Edward hocha la tête. Mais c'était plus des hochements de tête répétés, rapides presque spasmodiques.
"Bien sûr, Mme D… euh… Renée. Nous le ferons certainement… je veux dire oui… vous comprenez. Euh… écoutez ce fut un réel plaisir de parler avec vous Renée. Bella est là maintenant." Ses yeux allèrent à Bella qui était anxieuse à l'idée de récupérer cette débâcle.
"Merci Edward. Ce fut un plaisir de parler avec vous aussi. Faites attention ! Et prenez bien soin de mon bébé !"
"Ce sera fait. Au revoir." Il posa le téléphone dans la main de Bella en murmurant. "Je vais ouvrir cette deuxième bouteille de vin maintenant."
Elle le regarda s'éloigner très rapidement. Elle posa le téléphone contre son oreille.
"Maman ? Bonjour. Qu'est-ce que… ?" Bella n'alla pas plus loin dans sa question. Renée avait démarré au quart de tour.
"Hé chérie ! J'ai pensé t'appeler pour savoir comment ça se passait à l'école et pour voir si tu voyais Edward. Evidemment que oui ! Imagine combien j'ai été surprise d'avoir l'opportunité de lui parler ! Oh et il semble être poli et gentil et évidemment il réussit très bien. Et c'est très gentil à lui de plaisanter avec moi et me dire des choses sur lui… Et cette voix ! Seigneur ! Bien sûr je peux seulement imaginer le visage qui va avec. Il m'a dit que vous dîniez ensemble et je ne voulais vraiment pas vous interrompre mais il a dit que vous faisiez une petite pause avant le dessert. Alors que lui as-tu préparé Bella ?"
Elle cligna des yeux, essayant de récapituler tout ce que sa mère lui avait dit afin de lui répondre. Brièvement.
"L'école se passe bien et Edward et moi avons un pique-nique dans le patio – sandwiches et tout le reste…"
"Avec ces bonnes sauces que tu sais faire, tu lui as fait un sandwich, Bella ? Et vous mangez dehors, il ne fait pas un peu froid ? Un pique-nique convient pour un jour ensoleillé… je suppose qu'un pique-nique à la fraîche est l'excuse parfaite pour se blottir et créer un peu de chaleur."

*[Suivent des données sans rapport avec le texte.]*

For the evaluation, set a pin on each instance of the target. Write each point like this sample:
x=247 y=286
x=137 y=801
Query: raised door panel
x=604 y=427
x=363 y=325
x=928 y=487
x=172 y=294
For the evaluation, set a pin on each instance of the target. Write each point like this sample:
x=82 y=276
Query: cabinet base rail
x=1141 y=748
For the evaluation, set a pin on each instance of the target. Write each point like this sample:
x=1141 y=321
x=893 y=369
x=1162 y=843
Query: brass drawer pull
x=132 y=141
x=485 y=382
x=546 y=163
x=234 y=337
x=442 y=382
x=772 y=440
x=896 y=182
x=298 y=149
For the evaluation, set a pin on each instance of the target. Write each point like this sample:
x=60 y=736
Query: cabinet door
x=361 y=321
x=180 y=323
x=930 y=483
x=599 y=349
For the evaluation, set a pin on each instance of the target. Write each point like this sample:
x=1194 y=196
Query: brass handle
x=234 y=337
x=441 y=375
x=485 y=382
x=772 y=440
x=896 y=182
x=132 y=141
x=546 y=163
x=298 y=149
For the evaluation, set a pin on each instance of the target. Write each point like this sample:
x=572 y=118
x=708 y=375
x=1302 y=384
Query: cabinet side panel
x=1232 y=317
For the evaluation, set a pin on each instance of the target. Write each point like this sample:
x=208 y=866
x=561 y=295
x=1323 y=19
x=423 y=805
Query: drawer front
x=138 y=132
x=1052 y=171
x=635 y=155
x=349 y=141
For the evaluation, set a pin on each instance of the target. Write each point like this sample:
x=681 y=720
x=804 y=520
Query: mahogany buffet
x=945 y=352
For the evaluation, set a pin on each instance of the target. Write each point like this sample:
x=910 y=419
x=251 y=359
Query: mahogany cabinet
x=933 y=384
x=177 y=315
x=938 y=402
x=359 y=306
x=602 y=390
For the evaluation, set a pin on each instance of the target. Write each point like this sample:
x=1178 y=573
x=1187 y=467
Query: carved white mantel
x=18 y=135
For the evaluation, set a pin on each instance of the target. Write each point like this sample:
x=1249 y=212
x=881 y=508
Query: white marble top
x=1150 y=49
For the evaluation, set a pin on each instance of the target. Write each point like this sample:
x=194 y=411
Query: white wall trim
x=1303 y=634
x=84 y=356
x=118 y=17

Bella roula des yeux. "Edward m'a offert un panier de pique-nique pour ma pendaison de crémaillère et j'ai voulu m'en servir ce soir et oui il commence à faire un peu frais… Ecoute maman puis-je te rappeler plus tard ? Je ne peux pas laisser Edward attendre. Demain est une journée très longue. Je vais à un match à l'école mais je pourrai t'appeler pendant le week-end est-ce que ça irait ?"
"Oui bien sûr ! C'est parfait chérie. Passe une bonne fin de soirée avec Edward et on s'appelle ce week-end - et tu pourras tout me dire concernant la fin de ce dîner ! Je t'aime, Bella et je suis très heureuse pour toi, bébé !"
"Merci maman. Je t'aime aussi. On se parle ce week-end. Au revoir !"
Elle raccrocha et regarda Edward qui était dans la cuisine en train de verser du vin dans leurs verres.
"Sers-m'en un double," soupira-t-elle.
Edward rit. "Alors deux doubles qui marchent !"
Edward s'était attendu à avoir cette conversation sur son pénis avec son père mais il ne s'attendait certainement pas à discuter de ça avec la mère de Bella. Et sûrement pas à la première conversation avec elle. Au moins ils n'étaient pas face à face... il aurait eu une attaque. Mais maintenant il comprenait parfaitement la propension de Bella à dire des choses inattendues quelquefois. C'était évidemment un trait qui lui était venu par héritage…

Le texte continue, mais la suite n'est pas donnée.